Incapaz de estructurar una política comprometida con la sociedad y sólo recostada en la construcción de grandes edificios con el aporte de la coparticipación nacional que permite escondidos negociados, el gobierno provincial se movilizó entre gallos y medianoche para “retirar” de una clínica privada de Ibarreta al joven de San Martín Dos que estaba siendo comido por una extraña enfermedad. En ese establecimiento le extrajeron varios gusanos y lo hidrataron. Es el caso del adolescente de 16 años de edad que fue recogido por un diputado provincial, tras observar como el abandono y la desidia oficial permitieron un espantoso cuadro que lo inmovilizó e impidió su alimentación en una escuela de la zona.
CUADRO
Se trata de Pablo Barrientos, quien nació el 15 de agosto de 1994, su DNI es el 42993332, en San Martín Dos, pero vive en la colonia San Pablo, a 10 kilómetros del pueblo que lleva el nombre del Padre de la Patria. Vive con una vecina que lo cuida porque es huérfano y tiene un hermano menor, de 8 años de edad. No puede movilizarse hace ocho meses. Asistía a una escuela y por la enfermedad dejó de hacerlo. Por lo mismo tampoco puede alimentarse normalmente ya que sólo conseguía alimentarse en el local escolar, con lo cual acaba de ingresar a un importante cuadro de desnutrición.
Fue llevado por su cuidadora, tres veces al hospital de San Martín Dos, pero el mal lejos de detenerse, siguió avanzando.
Nadie supo decirle que tiene y apela a un ungüento para camiones para combatir a “eso” que se está llevando sus pies.
Un leñador alertó de la situación al diputado Ariel González quien lo trasladó hasta la clínica que su padre tiene en Ibarreta, donde inmediatamente recibió atención médica y curaciones de rigor.
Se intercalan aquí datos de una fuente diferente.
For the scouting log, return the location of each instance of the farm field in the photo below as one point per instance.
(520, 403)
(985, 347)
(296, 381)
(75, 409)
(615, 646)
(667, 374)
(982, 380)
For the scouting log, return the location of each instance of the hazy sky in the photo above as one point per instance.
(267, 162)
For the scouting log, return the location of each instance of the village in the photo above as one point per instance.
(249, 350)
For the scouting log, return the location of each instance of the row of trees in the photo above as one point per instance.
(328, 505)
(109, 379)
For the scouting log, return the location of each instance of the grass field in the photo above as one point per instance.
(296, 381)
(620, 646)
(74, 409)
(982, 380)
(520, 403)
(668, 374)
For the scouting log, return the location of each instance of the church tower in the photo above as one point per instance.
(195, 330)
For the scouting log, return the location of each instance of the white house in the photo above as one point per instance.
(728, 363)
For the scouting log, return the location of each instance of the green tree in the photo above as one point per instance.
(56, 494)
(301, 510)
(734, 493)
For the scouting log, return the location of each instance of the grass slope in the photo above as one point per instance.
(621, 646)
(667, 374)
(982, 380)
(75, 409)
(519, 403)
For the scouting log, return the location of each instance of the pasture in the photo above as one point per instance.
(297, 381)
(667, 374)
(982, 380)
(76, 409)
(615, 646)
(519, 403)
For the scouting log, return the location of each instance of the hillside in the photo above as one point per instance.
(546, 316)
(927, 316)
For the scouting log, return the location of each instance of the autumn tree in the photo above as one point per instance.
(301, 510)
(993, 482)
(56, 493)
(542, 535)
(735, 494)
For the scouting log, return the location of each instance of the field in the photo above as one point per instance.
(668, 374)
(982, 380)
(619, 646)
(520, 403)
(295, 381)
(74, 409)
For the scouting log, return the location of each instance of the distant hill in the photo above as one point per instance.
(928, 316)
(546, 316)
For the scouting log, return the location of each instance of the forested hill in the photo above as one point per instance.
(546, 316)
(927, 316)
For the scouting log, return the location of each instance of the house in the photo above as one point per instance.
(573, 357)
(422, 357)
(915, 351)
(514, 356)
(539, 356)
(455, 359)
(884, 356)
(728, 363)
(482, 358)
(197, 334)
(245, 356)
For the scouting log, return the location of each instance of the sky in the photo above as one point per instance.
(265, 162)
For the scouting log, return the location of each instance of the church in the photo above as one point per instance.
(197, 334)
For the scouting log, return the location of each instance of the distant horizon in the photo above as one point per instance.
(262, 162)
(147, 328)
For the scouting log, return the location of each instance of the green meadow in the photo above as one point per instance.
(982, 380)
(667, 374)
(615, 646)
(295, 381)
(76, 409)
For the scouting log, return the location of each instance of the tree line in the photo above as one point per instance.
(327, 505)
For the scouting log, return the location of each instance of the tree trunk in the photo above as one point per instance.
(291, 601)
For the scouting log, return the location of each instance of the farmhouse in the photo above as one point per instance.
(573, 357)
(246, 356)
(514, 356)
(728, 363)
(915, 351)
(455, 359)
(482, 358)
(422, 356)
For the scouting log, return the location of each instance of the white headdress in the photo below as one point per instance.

Allí se le extrajeron varios gusanos de las heridas de los pies, fue alimentado e hidratado ya que su estado de desnutrición avanzado así lo requería.
COMITIVA
El sábado a la noche, alrededor de las 21 cuando el legislador se encontraba en la localidad de Palo Santo en un acto partidario, recibió la noticia que se presento el comisario del pueblo junto con una ambulancia del SIPEC para trasladar a Pablo al Hospital Central de Formosa por pedido del ministro de Desarrollo Humano, Aníbal Gómez. Sin embargo, el muchacho se negó al viaje. Pero para que ello fuera posible fueron necesarias unas diez personas que estaban en el lugar quienes lograron impedir el retiro de la clínica y posterior traslado. “Se vivieron momentos de mucha tensión porque lo querían llevar por la fuerza”, describió poco después el diputado Ariel Gonzáles.
“El problema se planteaba en quién se hacía responsable del joven o de lo que le pudiera pasar siendo que hasta ese momento estaba a cargo y bajo mi responsabilidad”, explicó el parlamentario.
Sin embargo, alrededor de las 3.00 del domingo se presentaron nuevamente el comisario y una comitiva policial con la ambulancia con una orden judicial y autorización del padrastro del joven para llevárselo ante lo que ya no pudieron negarse siendo trasladado hasta el Hospital Central de nuestra ciudad.
En las próximas horas, Gonzáles presentará un extenso y pormenorizado pedido de informes al ministerio gobierno provincial a fin de determinar responsabilidades de tan aberrante hecho de desidia y abandono de persona.